Retail Object Recognition

This model encodes retail items to embedding vectors and predicts their labels based on the embedding vectors in the reference space.

The model consists of a trunk and an embedder. The trunk uses the architecture of ResNet101 with its fully connected layer removed.
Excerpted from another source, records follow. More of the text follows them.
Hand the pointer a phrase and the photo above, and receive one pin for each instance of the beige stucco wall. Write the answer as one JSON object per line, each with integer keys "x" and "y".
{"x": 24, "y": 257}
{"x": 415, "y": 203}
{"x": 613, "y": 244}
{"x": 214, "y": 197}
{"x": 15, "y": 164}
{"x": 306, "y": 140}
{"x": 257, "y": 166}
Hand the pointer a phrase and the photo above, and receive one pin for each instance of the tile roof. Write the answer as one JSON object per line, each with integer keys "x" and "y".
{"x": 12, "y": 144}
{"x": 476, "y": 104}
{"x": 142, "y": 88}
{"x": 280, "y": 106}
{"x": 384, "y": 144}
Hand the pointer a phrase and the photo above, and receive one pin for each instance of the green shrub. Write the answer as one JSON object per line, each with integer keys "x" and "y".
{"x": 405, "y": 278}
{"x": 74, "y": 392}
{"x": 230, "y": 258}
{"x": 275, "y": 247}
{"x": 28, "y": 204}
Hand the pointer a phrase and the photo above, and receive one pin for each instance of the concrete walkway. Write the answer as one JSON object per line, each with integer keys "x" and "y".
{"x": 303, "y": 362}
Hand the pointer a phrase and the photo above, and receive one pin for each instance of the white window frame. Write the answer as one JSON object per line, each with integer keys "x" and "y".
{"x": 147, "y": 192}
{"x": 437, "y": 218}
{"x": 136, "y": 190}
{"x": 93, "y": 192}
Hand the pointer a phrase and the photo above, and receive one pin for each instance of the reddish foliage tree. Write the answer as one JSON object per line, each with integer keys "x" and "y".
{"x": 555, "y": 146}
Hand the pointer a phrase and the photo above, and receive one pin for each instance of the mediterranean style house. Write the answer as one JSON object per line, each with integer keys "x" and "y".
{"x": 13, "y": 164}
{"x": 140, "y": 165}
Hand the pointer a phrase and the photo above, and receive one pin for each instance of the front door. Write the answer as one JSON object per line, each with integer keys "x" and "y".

The embedder is a one-layer Perceptron with an input size of 2048 (the output size of the Average Pool in ResNet101) and an output size of 2048. Thus the embedding dimension of the Retail Embedding model is 2048.

Model Card

More details on the models can be found on the model card.

Deploy With DeepStream

To deploy these models with the Perception App, follow the config below to override the configuration:

property:
    net-scale-factor: 0.003921568627451
    offsets: 0;0;0
    model-color-format: 0
    tlt-model-key: nvidia_tlt
    tlt-encoded-model: ../../models/retailEmbedder/retailEmbedder.etlt
    model-engine-file: ../../models/retailEmbedder/retailEmbedder.etlt_b16_gpu0_fp16.engine
    infer-dims: 3;224;224
    batch-size: 16
    ## 0=FP32, 1=INT8, 2=FP16 mode
    network-mode: 2
    network-type: 100
    interval: 0
    ## Infer Processing Mode 1=Primary Mode 2=Secondary Mode
    process-mode: 2
    output-tensor-meta: 1

Note

The sample perception app have configuration file examples packaged under /opt/nvidia/deepstream/deepstream/sources/apps/sample_apps/deepstream-fewshot-learning-app/configs/fsl/fsl_sgie_config.txt.

The “Deploying to DeepStream” chapter of TAO User Guide provides more details.